Results: In the RCT, 237 subjects were treated with ziprasidone (n=149; mean age, 13.6 years) or placebo (n=88; mean age, 13.7 years). The estimated least squares mean changes in YMRS total (intent-to-treat population) were -13.83 (ziprasidone) and -8.61 (placebo; p=0.0005) at RCT endpoint. The most common AEs in the ziprasidone group were sedation (32.9%), somnolence (24.8%), headache (22.1%), fatigue (15.4%), and nausea (14.1%). In the OLE, 162 subjects were enrolled, and the median duration of treatment was 98 days. The mean change in YMRS score from the end of the RCT to the end of the OLE (last observation carried forward) was -3.3 (95% confidence interval, -5.0 to -1.6). The most common AEs were sedation (26.5%), somnolence (23.5%), headache (22.2%), and insomnia (13.6%). For both the RCT and the OLE, no clinically significant mean changes in movement disorder scales, BMI z-scores, liver enzymes, or fasting lipids and glucose were observed. One subject on ziprasidone in the RCT and none during the OLE had Fridericia-corrected QT interval (QTcF) ≥ 460 ms.
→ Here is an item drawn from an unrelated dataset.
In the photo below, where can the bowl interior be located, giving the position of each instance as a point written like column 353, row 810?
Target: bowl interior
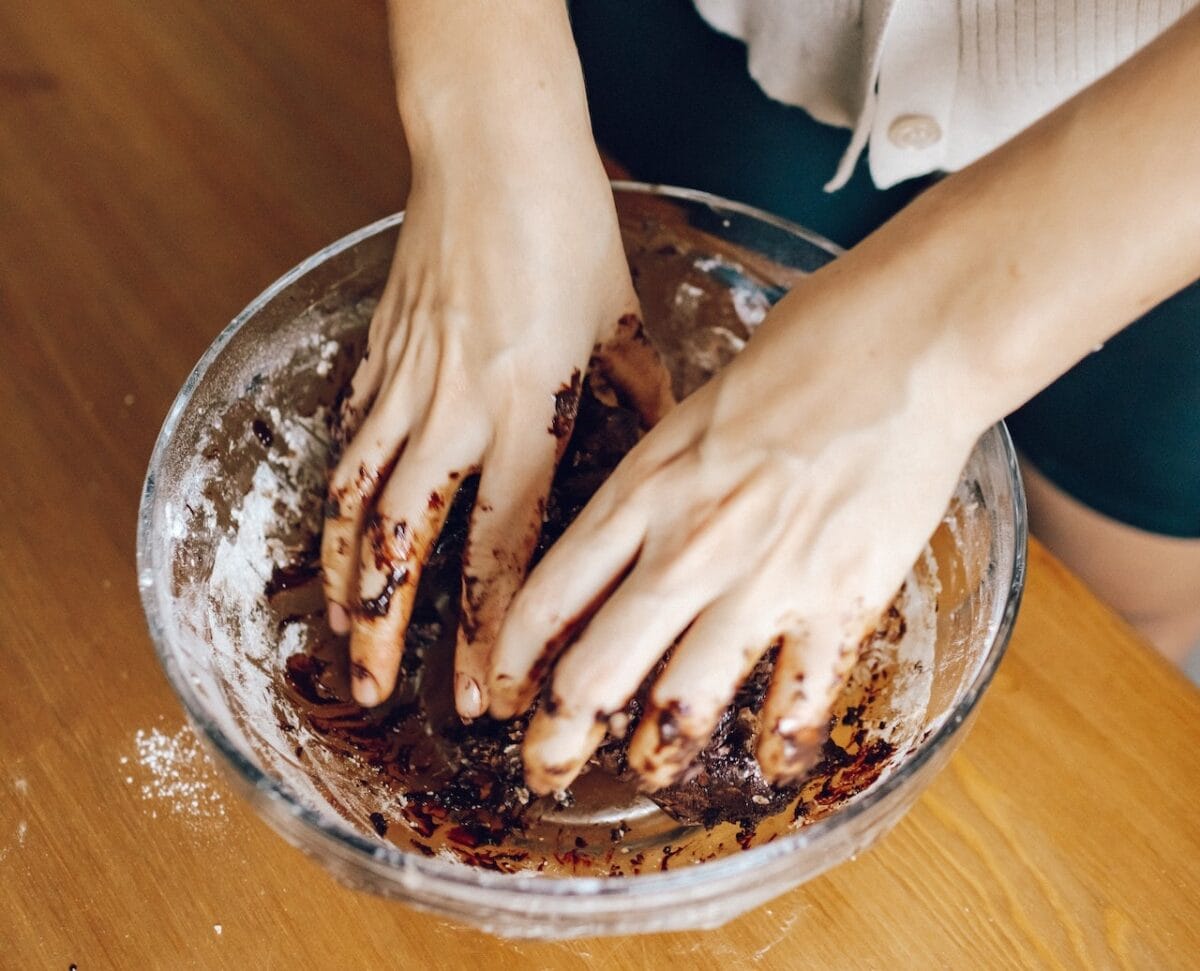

Conclusion: These results demonstrate that ziprasidone is efficacious for treating children and adolescents with bipolar disorder. Ziprasidone was generally well tolerated with a neutral metabolic profile.

Clinical trials registry: NCT00257166 and NCT00265330 at ClinicalTrials.gov.

Figures

FIG. 1.

Study design for randomized controlled and open-label extension trials. aDose titration: 20 mg/day start (night), increased by 20 mg every 2 days to target dose. bFlexible dose: ziprasidone 40–80 mg/day (<45 kg), ziprasidone 120–160 mg/day (≥45 kg). DB, double-blind; OLE, open-label extension; RCT, randomized controlled trial.

FIG. 2.

Primary (A, B) and secondary (C, D) efficacy endpoints for RCT and OLE phases (ITT analysis set). ap<0.05, bp<0.01, cp<0.001. For RCT period, baseline is day 1. For OLE periods, baseline is last available observation from the RCT period. CGI-S, Clinical Global Impressions–Severity; CI, confidence interval; ITT, intention to treat; OLE, open-label extension; RCT, randomized controlled trial; YMRS, Young Mania Rating Scale.

FIG. 3.

Primary efficacy endpoint by additional diagnostic criteria (post-hoc) for RCT phase (ITT analysis set). ap<0.05, bp<0.01, cp<0.001. n=the number of subjects with a YMRS score at baseline and with at least one post-baseline measurement windowed to a study visit. ADHD, attention-deficit/hyperactivity disorder; Hx, history; ITT, intention to treat; LS, least squares; RCT, randomized controlled trial; Sx, symptoms; YMRS, Young Mania Rating Scale.